Появилась на пороге, смотрела, не мигая, на Бориса, на белый пластиковый стол под его локтем.
– Тоже – ненастоящее?
– Не-ет, фабричное, наследство от прежнего жильца, за копейки оставил. В угол садитесь, там уютней, ешьте, пейте.
Обрамленное мокрыми вихрами, лицо её как-то… оформилось, что ли. Порозовело, синяки под глазами исчезли. А фигурка-то ничего, в самом деле – тридцать шестой. Брюки даже в бедрах не натянуты – что же это за юбка у нее такая… квадратная… Внизу закатала, так же, как рукава рубахи – на один раз. Не на много он ее выше…
– Борис Иваныч… ну что вы… разглядываете…
Эээ, уже не розовая – пунцовая!..
– А не стойте, как на выставке. И оставьте своё "Иваныч"!

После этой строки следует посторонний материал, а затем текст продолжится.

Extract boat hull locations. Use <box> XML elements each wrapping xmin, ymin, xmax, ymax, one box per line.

Посторонился, она пробралась в тесный угол, села бочком.
– А вы?
– Постелю вам и пойду… В брюках вам надо ходить!
Секунду наслаждался ее замешательством, усмехнулся и вышел. И тут же заглянул из коридора:
– Да! Звать-то вас как?
Ответила не сразу.
– Меня?.. Фросей. – Мельком, с испугом взглянула на него, опустила глаза в пустой стакан.
– Нет, серьезно.
– Правда. В паспорте – Ефросинья. Что так смотрите?
– Ничего. Ешьте, пейте… Фрося. – Покачал головой и пошел в комнату.

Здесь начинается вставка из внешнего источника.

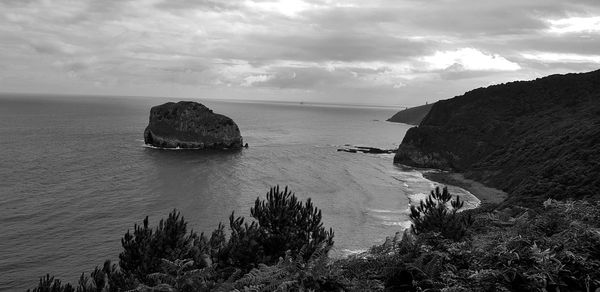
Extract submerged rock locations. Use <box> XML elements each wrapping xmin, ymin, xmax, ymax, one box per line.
<box><xmin>144</xmin><ymin>101</ymin><xmax>243</xmax><ymax>149</ymax></box>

В коридоре вдруг остановился. Фрося, Фрося… Какая-то картина всплыла – и растаяла, не успел разглядеть. Размытые цветные пятна: красное, зеленое, голубое. И неприятный осадок. И мучительное ощущение ускользающего воспоминания. Постелить – и уйти…
– Так вам на раскладушке, Фрося? – крикнул.
– А мне все равно!
Равно так равно. Спи на фанере… Только что прошлое завораживало, затягивало – тревожно и сладко – уводило от сегодня, от завтра. И вдруг: "Фрося" – и малодушный страх перед бездной прошедшего. Скорей к Наталье, забыть про всё: вчера, сегодня, завтра – у Натальи только "сию минуту" есть… Глянул на часы – и швырнул простыню: скоро десять! На час опоздал, а пока доберется… Идти, не идти?!.. И позже являлся – но… Треклятый какой-то вечер… напиться бы – как напился после цирка с Полковником…

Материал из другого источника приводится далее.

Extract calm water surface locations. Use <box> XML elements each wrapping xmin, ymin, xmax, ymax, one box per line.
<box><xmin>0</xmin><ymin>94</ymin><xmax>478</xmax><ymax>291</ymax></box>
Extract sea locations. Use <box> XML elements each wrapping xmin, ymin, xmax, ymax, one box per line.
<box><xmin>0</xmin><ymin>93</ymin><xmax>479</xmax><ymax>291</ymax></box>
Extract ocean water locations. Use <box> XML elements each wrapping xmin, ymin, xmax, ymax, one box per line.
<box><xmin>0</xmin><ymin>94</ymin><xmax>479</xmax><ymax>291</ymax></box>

…"Ну тебя… – сказал Бельмондо, уточнил куда и зашвырнул прут в кусты. – Пошли отсюда", – Мишка бубнил: "В глотке пересохло, промочить бы…" – "Напиться, напиться," – пробормотал Борис, и пошли пить, на Кручу. Никогда не пьянел, потому пить не любил: «бестолку» – но в тот вечер пил и пил, пока не вывернуло наизнанку, – но мозги оставались ясными, с глаз не уходил Полковник с развернутой газеткой…
…пришел домой и свалился, в одежде, на глазах у Полковника, и тот – ни слова, вообще с того дня замолчал, никому ни слова, ел, спал, читал газеты, – и он – ни слова, да и с матерью разговор тот по душам последним был…
(Нет уж, пусть спит на раскладушке, отсюда скатится, без привычки-то, и бока отдавит…)
…только в ночь побега, в последний момент, уже в дверях, процедил Полковнику – онемевшему, но ведь не оглохшему: "Следить за тобой будут, учти: мать не напишет – есть кому и без неё, – приеду!.."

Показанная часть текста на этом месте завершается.